Hendrikus menegaskan, OJK mendorong transparansi info bunga. Jika bunga pinjaman tergolong tinggi, penyedia layanan seharusnya menjelaskan alasannya. OJK tidak segan-segan memberikan surat peringatan kepada penyedia layanan yang menetapkan bunga tidak menggunakan cara demokratis.
”Kami berharap akan ada 163 perusahaan layanan pinjam-meminjam uang berbasis teknologi informasi sampai akhir tahun 2018. Semakin banyak penyedia, semakin bagus melahirkan kompetisi pelayanan yang berkualitas dan sehat,” ujarnya.

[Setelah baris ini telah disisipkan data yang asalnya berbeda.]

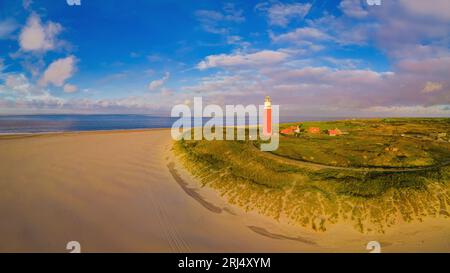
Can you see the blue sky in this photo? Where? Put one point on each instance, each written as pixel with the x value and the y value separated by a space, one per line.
pixel 322 57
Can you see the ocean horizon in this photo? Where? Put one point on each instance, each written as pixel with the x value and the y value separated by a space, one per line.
pixel 44 123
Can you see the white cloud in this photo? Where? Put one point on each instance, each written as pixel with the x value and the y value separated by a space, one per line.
pixel 263 57
pixel 431 87
pixel 70 88
pixel 59 71
pixel 436 8
pixel 7 27
pixel 38 37
pixel 159 83
pixel 301 35
pixel 280 14
pixel 18 82
pixel 353 8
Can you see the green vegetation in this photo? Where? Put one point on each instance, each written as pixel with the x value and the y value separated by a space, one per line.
pixel 379 172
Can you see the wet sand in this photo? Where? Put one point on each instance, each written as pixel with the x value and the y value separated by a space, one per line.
pixel 124 191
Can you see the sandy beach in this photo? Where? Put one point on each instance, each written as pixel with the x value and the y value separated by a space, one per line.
pixel 125 191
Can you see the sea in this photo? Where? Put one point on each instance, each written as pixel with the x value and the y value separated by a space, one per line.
pixel 13 124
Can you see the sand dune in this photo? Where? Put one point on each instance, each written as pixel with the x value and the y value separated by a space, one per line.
pixel 125 191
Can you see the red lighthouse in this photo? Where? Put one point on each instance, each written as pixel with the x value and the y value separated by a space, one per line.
pixel 267 118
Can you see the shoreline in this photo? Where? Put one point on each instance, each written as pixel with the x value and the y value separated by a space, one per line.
pixel 114 192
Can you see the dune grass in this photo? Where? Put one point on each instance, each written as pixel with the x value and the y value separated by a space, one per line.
pixel 371 200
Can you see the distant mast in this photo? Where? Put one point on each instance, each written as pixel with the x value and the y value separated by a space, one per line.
pixel 267 119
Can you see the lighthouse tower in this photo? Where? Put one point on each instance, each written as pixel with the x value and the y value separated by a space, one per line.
pixel 267 118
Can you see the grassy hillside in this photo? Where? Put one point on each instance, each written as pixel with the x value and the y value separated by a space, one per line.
pixel 371 199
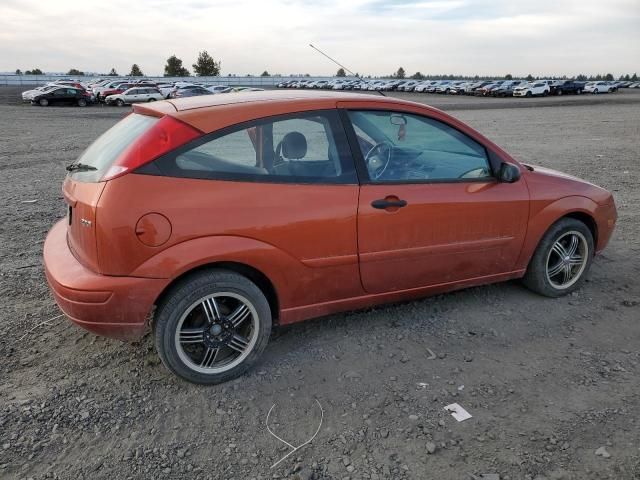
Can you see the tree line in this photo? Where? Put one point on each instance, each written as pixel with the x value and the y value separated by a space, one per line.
pixel 207 66
pixel 400 74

Pada saat bersamaan, Esta Corporation (perusahaan investasi dan properti) memperkenalkan Esta Kapital Fintek, anak perusahaan yang bergerak di bidang usaha layanan pinjam-meminjam uang berbasis teknologi informasi. Esta Kapital Fintek terdaftar di OJK pada Desember 2017 dan beroperasi Maret 2018.
Direktur Utama Esta Kapital Fintek Junjungan Putra Rumapea mengatakan, target pasar utama adalah perempuan dan ibu rumah tangga yang ingin berwirausaha. Nilai pinjaman dimulai dari Rp 3,3 juta sampai maksimal Rp 10 juta. Total penerima pinjaman mencapai sekitar 531 orang dengan nilai Rp 2,1 miliar.
”Kami memiliki sistem credit scoring yang mampu meminimalkan risiko bagi pemberi dana. Pengembalian angsuran dari peminjam dilakukan secara mingguan,” ujar Junjungan.